Hay algo que cose y mantiene unidas todas las páginas de la obra: la mirada, llena de inteligente amor, de quien está tras ellas. A la forma de mirar el mundo de la escritora le sientan bien las palabras con las que Jorge Guillén explica el oficio del poeta: “Basta ver bien lo que se ve y se transcenderá la simple apariencia, que nunca es simple. Hay que aplicarse amorosamente a lo que se ve para llegar a lo que no se ve: el conjunto y su intención”.
El libro está lleno de poesía, y no solo porque, diseminados en su interior, encontremos poemas de grandes poetas actuales (Sánchez Rosillo, González Iglesias, Jiménez Lozano, Szymborska o Cardenal), sino porque la escritura de Dolores Aleixandre es –quizás por el hado de su apellido– profundamente poética, o dicho mediante tres adjetivos: sencilla, bella y directa. Contándonos lo que ve en los acontecimientos de su propia vida o en la pantalla de los cines que frecuenta y en las páginas de los libros que lee, nos regala la intuición de lo que no se ve, que es mucho y muy bueno.
Estas crónicas de cómo lo maravilloso se encarna en lo cotidiano tienen como tema central al Dios autor de maravillas, para quien Aleixandre inventa nombres (el Imprevisible, el Divergente, el Rarísimo) y descubre consuelos (el alivio de descansar de tanto “omnipotente” y “eterno”). Junto a Él, y como aquel que a Él nos lleva, destaca la presencia de Jesús, aquel que nació “en un pueblo perdido que ni siquiera aparece en la Guía Michelín”, y de quien vemos subrayada su ternura sanadora, su opción por la intemperie (“perteneció al colectivo de los que carecen de estrategias para proteger lo suyo y no consiguen entender las bondades de lo privado”), su humanidad honda y cálida, su paso por la vida “en clase turista”. La mirada al Padre y al Hijo se complementa con la dirigida al Espíritu.

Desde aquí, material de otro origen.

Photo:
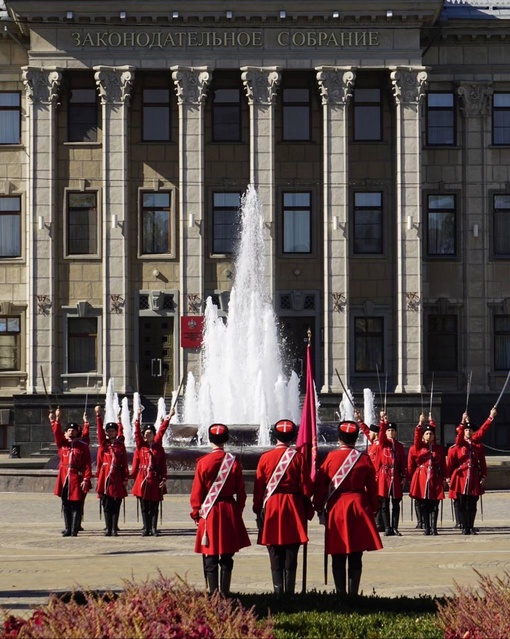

No me resisto a transcribir esta descripción (inspirada en Gal 5, 22-23) de quien se deja guiar por él: “Es alguien capaz de amar de verdad, no pierde la alegría, mantiene la paz, tiene una respiración larga, es amable y buena persona, mantiene la palabra dada, tiene aguante y capacidad para ser señor de sí mismo”. Se trata de una propuesta de una hermosa humanitas christiana.
Algunas virtudes
De entre las muchas virtudes de este libro, quisiera subrayar algunas. En primer lugar, el hecho de que esta silva de varia lección deje, tras su lectura, un poso de serenidad y confianza en la bondad del mundo. Es algo que ocurre con aquellos autores que, en la balanza de la vida, saben darle más peso a un gramo de luz que a muchos kilos de sombra.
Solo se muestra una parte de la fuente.